Many of the most-used customer service buzzwords focus on delighting the customer, proactively providing a good experience or making a personal and emotional connection – but what about trust? How would your business’s customer experiences benefit from trusting your employees a bit more?
Holly Regan of Software Advice recently wrote an article highlighting a discussion with Carmine Gallo, who interviewed Richard Branson on his customer service tips in this May Forbes piece. The article covered Richard Branson-like ways to empower customer service representatives, with one of the key benefits of trusting your employees being a significant improvement in the overall customer experience. Even if your organization doesn’t have a formal customer service strategy, here a few tips on empowering employees that are worth integrating into your standard operating procedure for happier staff and happier customers.
Give employees the freedom to decide: This starts with hiring the right employees whose judgment calls you trust. Minimize the risk of an employee deciding to do something he or she shouldn’t do by setting clear boundaries of what can be improvised by the customer service rep, as well as what rules and procedures must not be deviated from.
Create an environment where reps work together to solve issues: Encourage your teams to consult with their fellow reps to agree on the best solution before bringing an issue to senior management. How? By role modelling this behavior, is the leadership team is demonstrating collaborative behavior it will catch-on.
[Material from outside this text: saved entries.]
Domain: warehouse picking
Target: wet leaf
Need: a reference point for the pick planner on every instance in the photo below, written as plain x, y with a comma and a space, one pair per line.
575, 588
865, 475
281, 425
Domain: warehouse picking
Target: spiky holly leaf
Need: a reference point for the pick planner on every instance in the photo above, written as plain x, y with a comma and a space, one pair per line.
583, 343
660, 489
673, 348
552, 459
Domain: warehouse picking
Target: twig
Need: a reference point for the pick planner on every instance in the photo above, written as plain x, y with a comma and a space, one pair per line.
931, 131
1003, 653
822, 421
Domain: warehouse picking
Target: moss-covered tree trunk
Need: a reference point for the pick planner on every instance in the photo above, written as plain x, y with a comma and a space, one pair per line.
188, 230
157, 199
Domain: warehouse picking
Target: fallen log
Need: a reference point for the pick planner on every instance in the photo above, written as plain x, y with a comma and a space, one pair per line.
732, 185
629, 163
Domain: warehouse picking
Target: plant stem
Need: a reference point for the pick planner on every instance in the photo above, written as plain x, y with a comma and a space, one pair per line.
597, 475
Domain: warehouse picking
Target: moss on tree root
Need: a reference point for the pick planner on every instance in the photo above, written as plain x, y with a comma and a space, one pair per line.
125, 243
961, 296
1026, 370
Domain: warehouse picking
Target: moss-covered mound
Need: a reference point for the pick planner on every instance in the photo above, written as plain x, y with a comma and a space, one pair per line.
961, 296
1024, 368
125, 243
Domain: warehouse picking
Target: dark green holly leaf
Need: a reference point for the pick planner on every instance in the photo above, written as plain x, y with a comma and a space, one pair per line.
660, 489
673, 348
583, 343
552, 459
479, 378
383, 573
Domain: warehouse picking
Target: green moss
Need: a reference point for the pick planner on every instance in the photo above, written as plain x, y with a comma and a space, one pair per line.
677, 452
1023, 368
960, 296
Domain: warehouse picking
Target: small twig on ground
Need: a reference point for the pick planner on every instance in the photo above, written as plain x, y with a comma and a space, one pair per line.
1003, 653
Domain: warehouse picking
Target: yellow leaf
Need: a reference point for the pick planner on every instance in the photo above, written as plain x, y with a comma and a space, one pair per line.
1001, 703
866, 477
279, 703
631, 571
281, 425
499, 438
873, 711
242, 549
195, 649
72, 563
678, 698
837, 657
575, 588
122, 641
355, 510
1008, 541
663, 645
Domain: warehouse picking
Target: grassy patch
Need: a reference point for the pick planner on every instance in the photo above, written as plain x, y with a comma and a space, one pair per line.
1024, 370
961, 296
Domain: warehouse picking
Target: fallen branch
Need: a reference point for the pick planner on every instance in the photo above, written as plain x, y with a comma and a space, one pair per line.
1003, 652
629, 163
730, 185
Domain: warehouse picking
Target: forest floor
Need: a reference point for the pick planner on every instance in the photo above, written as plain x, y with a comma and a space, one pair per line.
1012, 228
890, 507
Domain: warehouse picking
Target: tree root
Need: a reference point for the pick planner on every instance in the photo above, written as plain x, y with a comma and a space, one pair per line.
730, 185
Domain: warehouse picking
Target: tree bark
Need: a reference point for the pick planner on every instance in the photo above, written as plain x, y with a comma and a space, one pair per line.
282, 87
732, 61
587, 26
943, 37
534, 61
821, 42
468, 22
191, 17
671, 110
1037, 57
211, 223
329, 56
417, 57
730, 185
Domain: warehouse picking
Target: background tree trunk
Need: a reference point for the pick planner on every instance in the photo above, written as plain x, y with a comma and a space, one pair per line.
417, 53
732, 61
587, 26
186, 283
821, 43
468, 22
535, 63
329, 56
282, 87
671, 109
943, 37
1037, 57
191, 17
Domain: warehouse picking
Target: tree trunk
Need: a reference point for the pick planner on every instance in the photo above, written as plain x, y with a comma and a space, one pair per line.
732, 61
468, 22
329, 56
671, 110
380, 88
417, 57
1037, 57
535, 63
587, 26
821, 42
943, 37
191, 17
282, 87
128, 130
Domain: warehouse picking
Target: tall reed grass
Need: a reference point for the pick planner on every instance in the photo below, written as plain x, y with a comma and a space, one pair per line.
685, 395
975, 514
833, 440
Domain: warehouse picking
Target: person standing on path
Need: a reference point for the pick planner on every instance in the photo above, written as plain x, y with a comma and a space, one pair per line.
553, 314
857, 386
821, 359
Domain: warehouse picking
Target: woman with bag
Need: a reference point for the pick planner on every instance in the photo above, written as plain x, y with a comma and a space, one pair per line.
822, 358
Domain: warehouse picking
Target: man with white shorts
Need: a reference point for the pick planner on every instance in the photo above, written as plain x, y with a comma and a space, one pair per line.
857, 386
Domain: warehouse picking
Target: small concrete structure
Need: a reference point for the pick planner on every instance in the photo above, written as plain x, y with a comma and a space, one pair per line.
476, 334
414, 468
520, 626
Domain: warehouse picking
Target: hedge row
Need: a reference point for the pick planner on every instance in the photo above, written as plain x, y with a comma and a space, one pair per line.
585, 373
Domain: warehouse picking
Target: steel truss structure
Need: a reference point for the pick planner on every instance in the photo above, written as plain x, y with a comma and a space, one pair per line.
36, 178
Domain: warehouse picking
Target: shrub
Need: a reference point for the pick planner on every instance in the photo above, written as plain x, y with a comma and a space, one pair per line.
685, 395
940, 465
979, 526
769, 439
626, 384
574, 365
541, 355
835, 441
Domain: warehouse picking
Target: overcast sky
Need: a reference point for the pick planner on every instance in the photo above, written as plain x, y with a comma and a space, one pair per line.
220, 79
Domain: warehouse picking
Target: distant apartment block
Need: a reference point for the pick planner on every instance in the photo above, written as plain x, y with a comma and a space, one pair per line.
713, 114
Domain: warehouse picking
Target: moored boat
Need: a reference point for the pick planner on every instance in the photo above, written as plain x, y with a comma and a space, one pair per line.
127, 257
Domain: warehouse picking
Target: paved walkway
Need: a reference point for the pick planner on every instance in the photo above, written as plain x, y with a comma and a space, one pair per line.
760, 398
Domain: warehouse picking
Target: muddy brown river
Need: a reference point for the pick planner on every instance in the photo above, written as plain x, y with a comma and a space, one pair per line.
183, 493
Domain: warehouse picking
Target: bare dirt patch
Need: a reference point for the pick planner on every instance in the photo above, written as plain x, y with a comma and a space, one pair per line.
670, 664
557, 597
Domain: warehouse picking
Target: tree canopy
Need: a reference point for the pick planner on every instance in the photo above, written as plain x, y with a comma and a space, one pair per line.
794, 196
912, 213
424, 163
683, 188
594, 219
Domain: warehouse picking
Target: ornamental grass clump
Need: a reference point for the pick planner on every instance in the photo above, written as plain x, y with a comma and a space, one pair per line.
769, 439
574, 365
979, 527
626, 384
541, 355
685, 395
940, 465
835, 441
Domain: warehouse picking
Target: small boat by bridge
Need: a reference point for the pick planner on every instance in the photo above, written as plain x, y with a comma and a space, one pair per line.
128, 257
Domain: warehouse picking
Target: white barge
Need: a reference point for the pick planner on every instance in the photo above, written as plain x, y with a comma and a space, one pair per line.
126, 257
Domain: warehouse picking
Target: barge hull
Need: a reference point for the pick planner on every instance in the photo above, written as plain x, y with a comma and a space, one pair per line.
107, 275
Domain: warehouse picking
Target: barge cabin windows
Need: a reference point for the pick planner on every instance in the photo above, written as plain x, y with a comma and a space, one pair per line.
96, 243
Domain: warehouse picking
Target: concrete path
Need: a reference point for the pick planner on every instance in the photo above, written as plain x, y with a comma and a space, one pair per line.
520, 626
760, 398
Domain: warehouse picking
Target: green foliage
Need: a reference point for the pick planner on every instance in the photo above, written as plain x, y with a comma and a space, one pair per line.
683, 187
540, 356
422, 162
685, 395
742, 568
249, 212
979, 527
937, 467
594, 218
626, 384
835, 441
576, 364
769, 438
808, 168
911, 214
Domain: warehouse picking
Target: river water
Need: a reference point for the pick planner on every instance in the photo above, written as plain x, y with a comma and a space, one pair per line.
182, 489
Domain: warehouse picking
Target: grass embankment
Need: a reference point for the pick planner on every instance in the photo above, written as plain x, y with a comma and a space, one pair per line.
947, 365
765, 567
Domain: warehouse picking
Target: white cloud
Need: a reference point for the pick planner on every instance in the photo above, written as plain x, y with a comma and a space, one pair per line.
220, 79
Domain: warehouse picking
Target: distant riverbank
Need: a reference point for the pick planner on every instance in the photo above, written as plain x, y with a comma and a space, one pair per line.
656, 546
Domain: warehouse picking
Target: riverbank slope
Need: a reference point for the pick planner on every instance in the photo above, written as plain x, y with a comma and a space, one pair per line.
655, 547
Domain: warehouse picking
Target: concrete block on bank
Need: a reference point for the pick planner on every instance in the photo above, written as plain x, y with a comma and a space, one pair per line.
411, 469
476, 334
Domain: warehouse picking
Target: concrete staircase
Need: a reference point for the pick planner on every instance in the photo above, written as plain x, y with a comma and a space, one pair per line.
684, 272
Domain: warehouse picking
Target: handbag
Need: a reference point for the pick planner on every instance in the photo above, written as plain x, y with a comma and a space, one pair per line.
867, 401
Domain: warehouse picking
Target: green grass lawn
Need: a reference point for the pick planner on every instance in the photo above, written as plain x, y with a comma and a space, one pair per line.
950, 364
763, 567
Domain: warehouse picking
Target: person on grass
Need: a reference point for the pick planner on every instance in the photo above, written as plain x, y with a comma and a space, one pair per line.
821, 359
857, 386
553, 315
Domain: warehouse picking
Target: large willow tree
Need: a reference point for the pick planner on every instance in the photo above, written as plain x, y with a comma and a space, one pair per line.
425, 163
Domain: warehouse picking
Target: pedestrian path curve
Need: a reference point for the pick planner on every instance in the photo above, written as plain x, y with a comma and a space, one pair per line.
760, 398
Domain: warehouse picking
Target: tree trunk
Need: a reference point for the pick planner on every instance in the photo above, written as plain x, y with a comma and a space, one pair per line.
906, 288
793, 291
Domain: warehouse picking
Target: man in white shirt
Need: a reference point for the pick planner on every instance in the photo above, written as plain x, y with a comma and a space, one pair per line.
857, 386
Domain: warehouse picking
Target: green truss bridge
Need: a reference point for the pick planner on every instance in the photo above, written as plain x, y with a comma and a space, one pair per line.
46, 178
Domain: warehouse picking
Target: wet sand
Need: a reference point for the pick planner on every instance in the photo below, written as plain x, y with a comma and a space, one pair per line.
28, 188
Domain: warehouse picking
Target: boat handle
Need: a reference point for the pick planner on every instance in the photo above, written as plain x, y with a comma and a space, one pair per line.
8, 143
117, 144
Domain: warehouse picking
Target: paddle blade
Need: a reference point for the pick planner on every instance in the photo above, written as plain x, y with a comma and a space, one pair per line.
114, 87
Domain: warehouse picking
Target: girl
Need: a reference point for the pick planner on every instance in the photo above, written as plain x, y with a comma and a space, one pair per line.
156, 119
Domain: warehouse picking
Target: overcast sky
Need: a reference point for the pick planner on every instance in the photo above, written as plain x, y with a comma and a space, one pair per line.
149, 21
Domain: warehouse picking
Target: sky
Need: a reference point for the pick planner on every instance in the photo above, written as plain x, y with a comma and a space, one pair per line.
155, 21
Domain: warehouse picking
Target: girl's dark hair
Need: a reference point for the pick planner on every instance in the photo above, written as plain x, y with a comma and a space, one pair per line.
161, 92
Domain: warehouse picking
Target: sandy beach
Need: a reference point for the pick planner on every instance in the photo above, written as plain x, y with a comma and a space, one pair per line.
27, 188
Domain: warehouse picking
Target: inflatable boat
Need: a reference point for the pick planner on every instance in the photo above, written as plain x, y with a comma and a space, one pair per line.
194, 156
Encourage staff to incorporate their personalities: Empowering customer service reps to show off their personalities in their interactions not only increases confidence of your staff by allowing them to solve issues their way – customers will like this much more than the typical customer service “robot.”
Educate all staff members on the company mission: Providing a big-picture look at what your company hopes to accomplish with excellent customer service lets reps know they are on the frontlines of executing overall company goals.
Create an open-door policy: Give your employees the direct opportunity to bring up what is working, what isn’t working and provide suggestions to senior management.
Basically, employees are much more likely to enjoy their jobs if they are trusted to be themselves and act according to their own best judgment. This is where employee engagement and customer experience intersect.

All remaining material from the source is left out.